As an introvert, it's often difficult for me to form friendships and quality relationships in my life. Sure, I have friends that have come and gone over the years but through it all there was always my father. We spent time together about once a week for some reason or another . Each week, I would bring him up to speed on the latest gadgets and gizmo's and he would try to convince me that the most important thing in life is good wine, olive oil and talk radio.
My father and I were polar opposites and yet we were exactly the same in those things that matter. As I grew up, I got his sense of humor, his wit and ability to say exactly the wrong thing in any situation. He gave me my love of all things automotive. We both were as happy as can be when ripping down the highway with the top down. In fact, we got to take a nice drive in the SLK with the wind in our hair and the airscarf keeping us nice and toasty. He loved SciFi but will not admit it. In fact, he introduced me to science fiction when he took me to see "Star Wars" and "Star Trek: The Motion Picture" as a kid. We both love to read and we loved to debate on topics to numerous to count. I credit him with my morality and sense of fairness. Needless to say, I am happy to say I am a lot like my dad.
Many children have a difficult time creating relationships with their parents as they grow up. My father and I were able to make the jump from parent/child to a healthy adult relationship. I would go to him for advice on those things he was uniquely qualified and he would do the same with me. For a father to finally accept his Son as an equal has to be hard. I was very proud of him for being able to make this transition and I know that he was always proud of me for the things I have achieved and the person I have become.
My father was probably my best friend in the world and I will miss him.
This morning after his morning run, my father passed away from a massive heard attack. It was very unexpected for all of us as he is only 55 and in great health. Personally, I feel like I am not old enough to be going trough the loss of a parent. I know it can happen at any time from childhood to old age but it seems like something that usually happens to people much later in life after they have had time to prepare. Today has probably been the most difficult day in my life. I guess, it's the kind of day that one can only understand after having experienced it.

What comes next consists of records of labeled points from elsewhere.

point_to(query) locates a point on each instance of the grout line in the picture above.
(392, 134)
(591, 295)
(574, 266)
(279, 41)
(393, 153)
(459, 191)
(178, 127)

This year has been very difficult for me. 2006 will not go down as one of my favorites and I have been thankful that my family was there during stressful times. Beginning today my family will no longer will be be the traditional family I have relied on for 34 years. Instead, we will be a new kind of family. We will change. We will learn new ways to interact. We will take on new roles and hopefully each of us will grow....but I am thankful, we will still be a family.